Montalbano spa, arrivano gli inglesi e investono 3 milioni

Una panoramica dell’area della Montalbano Industria Agroalimentare di San Baronto

Gli ammodernamenti tecnologici nell’azienda di Lamporecchio hanno assorbito molte risorse. «Stiamo trattando con le banche»

LAMPORECCHIO. Fuori discussione che la crisi abbia colpito. Vero anche che gli investimenti in tecnologie degli ultimi anni abbiano assorbito così tanto capitale da creare qualche tensione finanziaria in azienda. Ora però l’azienda di sottoli Montalbano di Lamporecchio, tra le maggiori del settore in Italia, è pronta a rilanciare. Anzi, lo sta già facendo con un investimento da 3 milioni di euro. Tutto questo grazie all’ingresso nella spa di due fondi inglesi: Oxy Capital e Attestor Capital. Sono loro, infatti, che hanno acquisito il 51% di Montalbano a fine luglio. Sono loro che garantiranno l’investimento da 3 milioni di equity con l’obiettivo di riqualificare la produzione agroindustriale. Mentre la famiglia Oriana mantiene il 49% e Giuseppe Oriana continua a coprire la carica di presidente del consiglio di amministrazione.

Ma il rilancio in cosa consiste? Diversificazione della produzione e valorizzazione dei mercati. In concreto: non solo carciofini e olive verdi, ma anche salse gourmet per il condimento di pasta di alta gamma. Non solo mercato italiano, che rappresenta il 60% del giro d’affari, ma anche e sempre di più estero.

Anche perché il mercato italiano è stabile. I sottoli Montalbano vendono tramite la grande distribuzione. Tanto per fare alcuni nomi: Coop e Conad nel centro-Italia, Esselunga e Bennet nel nord-Italia. Ma Regno Unito, Europa del Nord, Stati Uniti e Giappone sono una prateria che potrebbe dare grandi soddisfazioni nel medio-lungo periodo.

Ma iIn Italia alcune sorprese positive potrebbe saltare fuori dalle sinergie commerciali e produttive allo studio con la società Olio Dante, già nel portafoglio di Oxy. È in programma anche l’inserimento in azienda di nuove figure managerali proprio da parte dei due fondi inglesi. E i 20 milioni di debito contratti con le banche? «Nessuna preoccupazione.
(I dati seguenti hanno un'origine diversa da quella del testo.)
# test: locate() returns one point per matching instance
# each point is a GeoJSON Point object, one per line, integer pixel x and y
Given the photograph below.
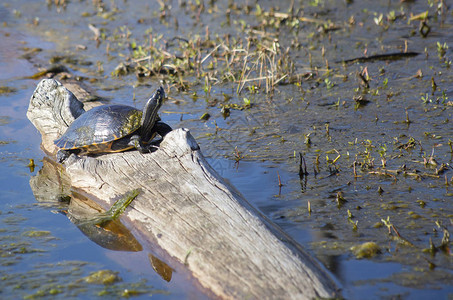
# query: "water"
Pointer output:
{"type": "Point", "coordinates": [269, 136]}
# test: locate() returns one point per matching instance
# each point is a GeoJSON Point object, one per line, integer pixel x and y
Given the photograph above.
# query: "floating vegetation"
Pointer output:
{"type": "Point", "coordinates": [366, 250]}
{"type": "Point", "coordinates": [7, 90]}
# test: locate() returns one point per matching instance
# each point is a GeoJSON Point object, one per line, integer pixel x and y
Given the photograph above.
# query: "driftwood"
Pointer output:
{"type": "Point", "coordinates": [187, 209]}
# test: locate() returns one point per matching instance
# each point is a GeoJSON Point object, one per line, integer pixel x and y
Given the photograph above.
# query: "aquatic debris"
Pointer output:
{"type": "Point", "coordinates": [105, 277]}
{"type": "Point", "coordinates": [387, 56]}
{"type": "Point", "coordinates": [366, 250]}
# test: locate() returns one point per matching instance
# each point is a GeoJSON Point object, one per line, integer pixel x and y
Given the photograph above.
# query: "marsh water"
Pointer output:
{"type": "Point", "coordinates": [375, 135]}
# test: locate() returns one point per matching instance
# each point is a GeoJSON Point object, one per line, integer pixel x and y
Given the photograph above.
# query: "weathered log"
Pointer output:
{"type": "Point", "coordinates": [188, 210]}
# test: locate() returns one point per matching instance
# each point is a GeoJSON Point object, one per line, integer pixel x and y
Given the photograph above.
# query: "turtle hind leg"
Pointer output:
{"type": "Point", "coordinates": [62, 155]}
{"type": "Point", "coordinates": [137, 143]}
{"type": "Point", "coordinates": [162, 129]}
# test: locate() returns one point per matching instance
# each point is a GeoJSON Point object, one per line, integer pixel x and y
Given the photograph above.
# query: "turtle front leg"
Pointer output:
{"type": "Point", "coordinates": [63, 155]}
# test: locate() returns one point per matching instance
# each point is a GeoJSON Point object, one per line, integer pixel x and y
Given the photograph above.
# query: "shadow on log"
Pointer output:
{"type": "Point", "coordinates": [186, 209]}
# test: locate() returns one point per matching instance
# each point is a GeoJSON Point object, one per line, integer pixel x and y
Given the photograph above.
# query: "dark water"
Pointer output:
{"type": "Point", "coordinates": [269, 136]}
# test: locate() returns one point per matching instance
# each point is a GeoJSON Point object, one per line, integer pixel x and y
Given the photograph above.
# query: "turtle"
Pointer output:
{"type": "Point", "coordinates": [114, 128]}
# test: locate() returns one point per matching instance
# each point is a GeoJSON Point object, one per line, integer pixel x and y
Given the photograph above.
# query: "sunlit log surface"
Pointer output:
{"type": "Point", "coordinates": [187, 209]}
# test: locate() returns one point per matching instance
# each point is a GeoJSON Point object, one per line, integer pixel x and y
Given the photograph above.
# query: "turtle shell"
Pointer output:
{"type": "Point", "coordinates": [97, 129]}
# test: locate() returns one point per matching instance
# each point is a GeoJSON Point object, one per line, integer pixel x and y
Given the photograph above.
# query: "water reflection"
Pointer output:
{"type": "Point", "coordinates": [51, 185]}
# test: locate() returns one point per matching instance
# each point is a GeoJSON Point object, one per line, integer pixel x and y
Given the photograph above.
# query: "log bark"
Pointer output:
{"type": "Point", "coordinates": [185, 208]}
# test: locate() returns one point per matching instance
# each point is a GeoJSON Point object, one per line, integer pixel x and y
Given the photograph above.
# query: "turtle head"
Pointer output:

Non ci sarà nessuno stralcio del debito – dice il presidente Giuseppe Oriana –, stiamo trattando con gli istituti di credito proprio in questi giorni. Il nostro obiettivo è di tutt’altro tipo, è quello del rilancio». Per i finanziamenti l’azienda si rivolge agli istituti Carige, Cassa di Risparmio di Pistoia e Lucchesia (gruppo Intesa Sanpaolo), Cassa di Risparmio di Volterra, Credito cooperativo di Vignole e Credito cooperativo di Signa.

Ma qual è la situazione finanziaria di Montalbano? Per il 2016, l’azienda ha chiuso con ricavi netti per circa 16 milioni di euro e un ebitda di 500mila euro. Quanto al 2017 si prevedono ricavi in lieve calo a seguito della ristrutturazione aziendale in corso e l’ebitda dovrebbe aggirarsi intorno ai 250mila euro. Il 2018 dovrebbe vedere una crescita del giro commerciale: alcuni contratti con gli Usa sono stati chiusi in questi giorni e dovrebbero dare i frutti l’anno prossimo. Ultimo capitolo: il personale. L’obiettivo è preservare i quaranta posti di lavoro dello stabilimento di Lamporecchio. «Abbiamo cominciato una discussione con le parti sindacali, da parte delle direzione c’è piena disponibilità a un collaborazione per trovare un accordo», dice Oriana. Mentre potrebbero esserci dei cambiamenti in negativo per le figure che danno un apportodall’esterno: agenti commerciali, addetti alla riparazione dei macchinari, trasporti. In tutto, venti-venticinque persone.